Но существовал и гораздо более страшный путь: полная потеря Россией своей особости, открытое угнетение православного элемента и превращение Московского царства в своего рода «процветающую». Польшу. Или, скорее, в «процветающую» Литву. Территорией, кстати, пришлось бы поступиться в пользу держав-«наставниц».
В сущности, весь блистательный путь России от Петра I к 1917 году, сопровождавшийся блистательным же нарастанием безбожия, стоило бы оценить в нескольких словах: Третий Рим был искалечен, но остался жив, а могло быть хуже. Гораздо хуже.
Послесловие
Книга, которая лежит перед тобой, читатель, выросла из малотиражной брошюры, вышедшей в 1996 году под названием «Высшие законы в истории Московского государства».
Ее автор Дмитрий Моисеевич Михайлович долгие годы был моим наставником в историософии, в исторической науке, а больше того – в науке духовной вольности. Он не раз говорил мне: «Для историка имеет смысл единственный идеал – истина. Требования текущего момента никак на истину не влияют. Академические авторитеты никак на истину не влияют. Возможности получить грант никак на истину не влияют. Стучись в источник, и тебе откроется. Только не ври. Хоть в чем-то поддаться современности – срам!»
Сразу после того, как вышла в свет маленькая историософская монография «Высшие законы в истории Московского государства», можно сказать, раскрыв сигнальный экземпляр, Дмитрий Моисеевич сказал: «Теперь я знаю, какую книгу следовало написать. Надо все переделать».
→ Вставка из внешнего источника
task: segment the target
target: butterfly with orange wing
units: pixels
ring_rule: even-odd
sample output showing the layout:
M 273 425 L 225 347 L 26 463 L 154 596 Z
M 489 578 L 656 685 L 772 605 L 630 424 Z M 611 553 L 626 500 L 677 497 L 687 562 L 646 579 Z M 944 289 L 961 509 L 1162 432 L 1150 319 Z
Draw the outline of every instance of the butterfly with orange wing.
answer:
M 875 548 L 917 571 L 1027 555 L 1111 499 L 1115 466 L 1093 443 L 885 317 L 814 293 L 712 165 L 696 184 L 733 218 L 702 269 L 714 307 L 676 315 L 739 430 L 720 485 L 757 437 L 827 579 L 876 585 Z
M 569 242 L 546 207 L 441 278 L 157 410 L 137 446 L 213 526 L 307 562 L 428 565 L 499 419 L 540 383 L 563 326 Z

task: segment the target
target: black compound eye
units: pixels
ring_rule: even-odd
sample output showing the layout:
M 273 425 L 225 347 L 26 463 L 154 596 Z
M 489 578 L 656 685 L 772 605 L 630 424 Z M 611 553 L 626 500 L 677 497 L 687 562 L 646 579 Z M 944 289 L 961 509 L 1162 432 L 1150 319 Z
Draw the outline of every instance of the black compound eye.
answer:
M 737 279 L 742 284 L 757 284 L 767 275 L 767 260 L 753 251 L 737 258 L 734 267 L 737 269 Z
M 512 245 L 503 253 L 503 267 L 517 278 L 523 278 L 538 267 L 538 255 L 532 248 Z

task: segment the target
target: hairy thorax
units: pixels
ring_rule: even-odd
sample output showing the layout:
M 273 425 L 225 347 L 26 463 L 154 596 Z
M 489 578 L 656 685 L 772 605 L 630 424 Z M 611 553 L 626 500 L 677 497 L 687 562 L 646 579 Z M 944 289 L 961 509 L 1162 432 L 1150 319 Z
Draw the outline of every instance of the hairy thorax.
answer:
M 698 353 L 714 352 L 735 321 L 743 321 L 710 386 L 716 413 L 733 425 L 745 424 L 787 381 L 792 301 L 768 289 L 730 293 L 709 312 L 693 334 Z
Суть той, изначальной, «протографической» книги была проста: история России периода второй половины XV–XVII столетий (Московское государство, Московское царство) сосредоточена на социально-экономическом и социально-политическом аспектах. Есть исследования по военному делу и истории войн, есть биографические книги очень высокого уровня. Но очень мало работ, в которых история России указанного периода связана с природной средой: климатом, географией русских земель, удаленностью от морей, малым количеством полезных ископаемых и вместе с тем наличием больших полноводных рек, крупных озер, значительных лесных массивов. Историческую традицию и государственный строй Московское государство унаследовало от Владимирской Руси, а вот своеобразие придал ему именно природный ландшафт, и он же создал почву для стремления России к быстрому расширению. В XIX веке В.О. Ключевский заметил, что история России – это история страны, которая «колонизируется». Однако впоследствии разработка темы, намеченной Ключевским, получила слабое развитие, в XX и XXI столетиях исследователи уделяли ей мало внимания. Законы взаимосвязи между природно-географической средой и обществом, которое внутри ее развивается, оказались фактически «невидимыми» для историков.
И напрасно! Названное направление имело шанс превратиться в одно из магистральных в исследованиях по истории России. Впрочем, возможно, это еще произойдет. Вне географического контекста не видно своего рода политического чуда в судьбе средневековой Руси: невеликая Московская Русь с ее слабыми демографическими ресурсами превратилась в мировую державу. Именно географическая среда коренной «европейской» Руси способствовала тому, чтобы в XVI–XVII веках чрезвычайно быстро были колонизированы Русский Север, Урал и Сибирь. В новом варианте книги мощно звучит христианский аспект русской цивилизации, а также контекст государственного строя, в рамках которого власть самодержца «толкается» то с властью родового аристократа, то с властью приказного дьяка.